Aims/hypothesis: Type 2 diabetes is a chronic condition that is caused by hyperglycaemia. Our aim was to characterise the metabolomics to find their association with the glycaemic spectrum and find a causal relationship between metabolites and type 2 diabetes.

Methods: As part of the Innovative Medicines Initiative - Diabetes Research on Patient Stratification (IMI-DIRECT) consortium, 3000 plasma samples were measured with the Biocrates AbsoluteIDQ p150 Kit and Metabolon analytics. A total of 911 metabolites (132 targeted metabolomics, 779 untargeted metabolomics) passed the quality control. Multivariable linear and logistic regression analysis estimates were calculated from the concentration/peak areas of each metabolite as an explanatory variable and the glycaemic status as a dependent variable. This analysis was adjusted for age, sex, BMI, study centre in the basic model, and additionally for alcohol, smoking, BP, fasting HDL-cholesterol and fasting triacylglycerol in the full model. Statistical significance was Bonferroni corrected throughout. Beyond associations, we investigated the mediation effect and causal effects for which causal mediation test and two-sample Mendelian randomisation (2SMR) methods were used, respectively.

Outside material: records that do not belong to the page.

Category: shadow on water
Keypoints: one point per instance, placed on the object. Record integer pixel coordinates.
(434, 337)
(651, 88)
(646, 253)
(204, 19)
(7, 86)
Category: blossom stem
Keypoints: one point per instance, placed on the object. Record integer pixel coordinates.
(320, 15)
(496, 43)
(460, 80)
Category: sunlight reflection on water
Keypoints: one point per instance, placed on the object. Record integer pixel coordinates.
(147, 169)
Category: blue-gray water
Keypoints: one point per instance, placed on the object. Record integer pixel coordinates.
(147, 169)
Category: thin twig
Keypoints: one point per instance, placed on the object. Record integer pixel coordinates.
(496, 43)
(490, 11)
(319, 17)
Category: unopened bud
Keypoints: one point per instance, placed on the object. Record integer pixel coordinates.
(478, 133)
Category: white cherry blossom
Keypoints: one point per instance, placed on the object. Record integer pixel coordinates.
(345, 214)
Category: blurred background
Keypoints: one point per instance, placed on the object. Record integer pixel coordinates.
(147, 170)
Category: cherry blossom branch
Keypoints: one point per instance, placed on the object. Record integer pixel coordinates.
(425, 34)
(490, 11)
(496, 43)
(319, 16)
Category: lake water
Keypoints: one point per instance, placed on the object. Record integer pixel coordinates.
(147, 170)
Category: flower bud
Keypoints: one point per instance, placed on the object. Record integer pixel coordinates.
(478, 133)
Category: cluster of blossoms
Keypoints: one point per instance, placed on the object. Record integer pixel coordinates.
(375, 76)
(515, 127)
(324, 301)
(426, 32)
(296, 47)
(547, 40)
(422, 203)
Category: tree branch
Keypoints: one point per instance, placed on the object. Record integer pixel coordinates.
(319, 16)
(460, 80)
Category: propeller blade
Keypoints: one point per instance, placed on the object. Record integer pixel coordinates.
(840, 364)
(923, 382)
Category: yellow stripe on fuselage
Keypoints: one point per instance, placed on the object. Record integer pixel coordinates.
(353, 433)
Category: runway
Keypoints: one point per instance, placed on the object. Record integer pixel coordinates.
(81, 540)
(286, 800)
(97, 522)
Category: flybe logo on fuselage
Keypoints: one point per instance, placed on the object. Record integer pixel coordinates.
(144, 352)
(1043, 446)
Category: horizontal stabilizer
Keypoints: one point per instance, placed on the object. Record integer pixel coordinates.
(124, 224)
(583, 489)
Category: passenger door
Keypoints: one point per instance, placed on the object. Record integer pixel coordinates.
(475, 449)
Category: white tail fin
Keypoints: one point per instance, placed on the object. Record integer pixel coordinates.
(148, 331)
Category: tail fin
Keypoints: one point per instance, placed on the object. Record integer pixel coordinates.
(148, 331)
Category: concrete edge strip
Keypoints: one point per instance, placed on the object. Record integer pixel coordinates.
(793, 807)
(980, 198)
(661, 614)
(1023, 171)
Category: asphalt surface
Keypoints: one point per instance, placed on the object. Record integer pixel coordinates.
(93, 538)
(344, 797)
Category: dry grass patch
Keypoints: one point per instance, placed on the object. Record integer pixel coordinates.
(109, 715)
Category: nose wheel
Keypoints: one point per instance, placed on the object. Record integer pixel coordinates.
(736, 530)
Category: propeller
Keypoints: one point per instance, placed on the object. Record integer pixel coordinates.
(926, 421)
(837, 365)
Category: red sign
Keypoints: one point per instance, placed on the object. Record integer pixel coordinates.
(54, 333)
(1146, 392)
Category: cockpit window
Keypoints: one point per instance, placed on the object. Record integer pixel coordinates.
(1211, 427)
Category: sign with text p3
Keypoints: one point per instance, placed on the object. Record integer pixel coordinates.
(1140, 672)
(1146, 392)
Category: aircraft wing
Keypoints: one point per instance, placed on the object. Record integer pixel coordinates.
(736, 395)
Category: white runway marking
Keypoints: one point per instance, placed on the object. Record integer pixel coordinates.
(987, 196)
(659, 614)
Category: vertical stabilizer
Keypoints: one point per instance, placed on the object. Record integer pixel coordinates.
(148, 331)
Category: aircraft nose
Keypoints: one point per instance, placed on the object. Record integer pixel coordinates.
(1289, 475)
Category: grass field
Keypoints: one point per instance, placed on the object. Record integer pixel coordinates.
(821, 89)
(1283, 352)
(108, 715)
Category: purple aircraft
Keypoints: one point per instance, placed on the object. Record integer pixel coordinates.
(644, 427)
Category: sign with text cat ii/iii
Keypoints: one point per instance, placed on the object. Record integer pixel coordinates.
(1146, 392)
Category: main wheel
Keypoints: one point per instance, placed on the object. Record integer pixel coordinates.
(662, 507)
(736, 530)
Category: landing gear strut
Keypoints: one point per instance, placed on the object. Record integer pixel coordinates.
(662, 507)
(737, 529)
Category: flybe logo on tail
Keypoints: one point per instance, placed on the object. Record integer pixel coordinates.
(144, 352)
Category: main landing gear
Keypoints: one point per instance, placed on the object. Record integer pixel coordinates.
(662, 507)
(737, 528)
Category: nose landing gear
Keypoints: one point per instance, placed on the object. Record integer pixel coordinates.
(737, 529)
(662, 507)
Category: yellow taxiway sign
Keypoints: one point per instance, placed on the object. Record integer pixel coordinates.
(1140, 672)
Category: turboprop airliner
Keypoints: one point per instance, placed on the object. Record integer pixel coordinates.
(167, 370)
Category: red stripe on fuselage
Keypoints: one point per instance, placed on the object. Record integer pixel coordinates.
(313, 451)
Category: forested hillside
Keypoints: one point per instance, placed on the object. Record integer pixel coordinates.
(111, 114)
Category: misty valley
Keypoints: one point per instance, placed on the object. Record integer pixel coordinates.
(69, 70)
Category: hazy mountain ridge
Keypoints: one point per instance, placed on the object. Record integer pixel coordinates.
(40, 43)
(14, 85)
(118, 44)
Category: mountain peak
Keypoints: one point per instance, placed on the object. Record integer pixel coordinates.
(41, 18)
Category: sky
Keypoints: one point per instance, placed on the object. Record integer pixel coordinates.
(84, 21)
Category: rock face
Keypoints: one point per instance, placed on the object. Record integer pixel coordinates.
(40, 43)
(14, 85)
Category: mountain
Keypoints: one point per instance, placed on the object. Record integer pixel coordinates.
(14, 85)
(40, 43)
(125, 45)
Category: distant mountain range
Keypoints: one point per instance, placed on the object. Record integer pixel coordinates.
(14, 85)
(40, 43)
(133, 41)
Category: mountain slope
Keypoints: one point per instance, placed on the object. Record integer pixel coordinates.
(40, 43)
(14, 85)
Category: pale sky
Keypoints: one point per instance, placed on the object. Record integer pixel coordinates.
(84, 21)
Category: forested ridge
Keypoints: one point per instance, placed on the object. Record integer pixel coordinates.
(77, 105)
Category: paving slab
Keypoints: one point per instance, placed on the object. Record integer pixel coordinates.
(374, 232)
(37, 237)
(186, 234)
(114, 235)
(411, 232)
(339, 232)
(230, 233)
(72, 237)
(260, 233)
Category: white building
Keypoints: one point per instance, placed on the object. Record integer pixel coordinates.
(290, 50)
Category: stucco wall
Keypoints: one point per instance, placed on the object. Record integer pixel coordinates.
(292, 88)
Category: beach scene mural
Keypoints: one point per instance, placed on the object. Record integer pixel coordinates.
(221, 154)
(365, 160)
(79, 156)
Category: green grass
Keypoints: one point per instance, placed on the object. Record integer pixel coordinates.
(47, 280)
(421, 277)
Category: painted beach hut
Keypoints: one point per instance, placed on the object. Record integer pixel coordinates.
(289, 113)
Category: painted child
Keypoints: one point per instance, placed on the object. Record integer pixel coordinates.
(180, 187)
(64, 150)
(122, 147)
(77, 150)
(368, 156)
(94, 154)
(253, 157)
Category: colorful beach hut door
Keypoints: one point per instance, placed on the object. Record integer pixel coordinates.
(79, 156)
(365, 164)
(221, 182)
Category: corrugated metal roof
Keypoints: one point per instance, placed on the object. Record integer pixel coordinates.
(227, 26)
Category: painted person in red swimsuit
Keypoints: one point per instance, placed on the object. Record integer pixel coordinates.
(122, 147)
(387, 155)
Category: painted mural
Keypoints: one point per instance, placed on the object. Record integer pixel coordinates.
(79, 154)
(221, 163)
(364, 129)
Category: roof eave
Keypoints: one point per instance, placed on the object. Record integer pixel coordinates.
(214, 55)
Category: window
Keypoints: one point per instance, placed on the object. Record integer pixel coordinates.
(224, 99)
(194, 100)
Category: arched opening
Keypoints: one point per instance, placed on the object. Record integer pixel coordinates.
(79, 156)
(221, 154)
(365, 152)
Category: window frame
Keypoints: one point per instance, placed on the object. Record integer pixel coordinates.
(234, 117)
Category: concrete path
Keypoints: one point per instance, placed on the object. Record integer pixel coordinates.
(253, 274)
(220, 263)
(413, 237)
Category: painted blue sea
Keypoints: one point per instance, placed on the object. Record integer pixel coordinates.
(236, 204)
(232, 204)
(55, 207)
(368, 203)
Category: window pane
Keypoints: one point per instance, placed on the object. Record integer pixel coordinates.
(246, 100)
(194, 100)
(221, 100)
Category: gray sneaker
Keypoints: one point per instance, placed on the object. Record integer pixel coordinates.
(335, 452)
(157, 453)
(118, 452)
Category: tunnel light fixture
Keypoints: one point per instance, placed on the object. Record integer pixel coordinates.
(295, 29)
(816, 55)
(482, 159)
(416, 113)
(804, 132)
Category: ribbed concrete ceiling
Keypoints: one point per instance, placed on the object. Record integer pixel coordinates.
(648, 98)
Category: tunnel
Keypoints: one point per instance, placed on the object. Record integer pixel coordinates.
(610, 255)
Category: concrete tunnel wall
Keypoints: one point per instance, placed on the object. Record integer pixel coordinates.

Results: In the targeted metabolomics, we observed four (15), 34 (99) and 50 (108) metabolites (number of metabolites observed in untargeted metabolomics appear in parentheses) that were significantly different when comparing normal glucose regulation vs impaired glucose regulation/prediabetes, normal glucose regulation vs type 2 diabetes, and impaired glucose regulation vs type 2 diabetes, respectively. Significant metabolites were mainly branched-chain amino acids (BCAAs), with some derivatised BCAAs, lipids, xenobiotics and a few unknowns. Metabolites such as lysophosphatidylcholine a C17:0, sum of hexoses, amino acids from BCAA metabolism (including leucine, isoleucine, valine, N-lactoylvaline, N-lactoylleucine and formiminoglutamate) and lactate, as well as an unknown metabolite (X-24295), were associated with HbA1c progression rate and were significant mediators of type 2 diabetes from baseline to 18 and 48 months of follow-up. 2SMR was used to estimate the causal effect of an exposure on an outcome using summary statistics from UK Biobank genome-wide association studies. We found that type 2 diabetes had a causal effect on the levels of three metabolites (hexose, glutamate and caproate [fatty acid (FA) 6:0]), whereas lipids such as specific phosphatidylcholines (PCs) (namely PC aa C36:2, PC aa C36:5, PC ae C36:3 and PC ae C34:3) as well as the two n-3 fatty acids stearidonate (18:4n3) and docosapentaenoate (22:5n3) potentially had a causal role in the development of type 2 diabetes.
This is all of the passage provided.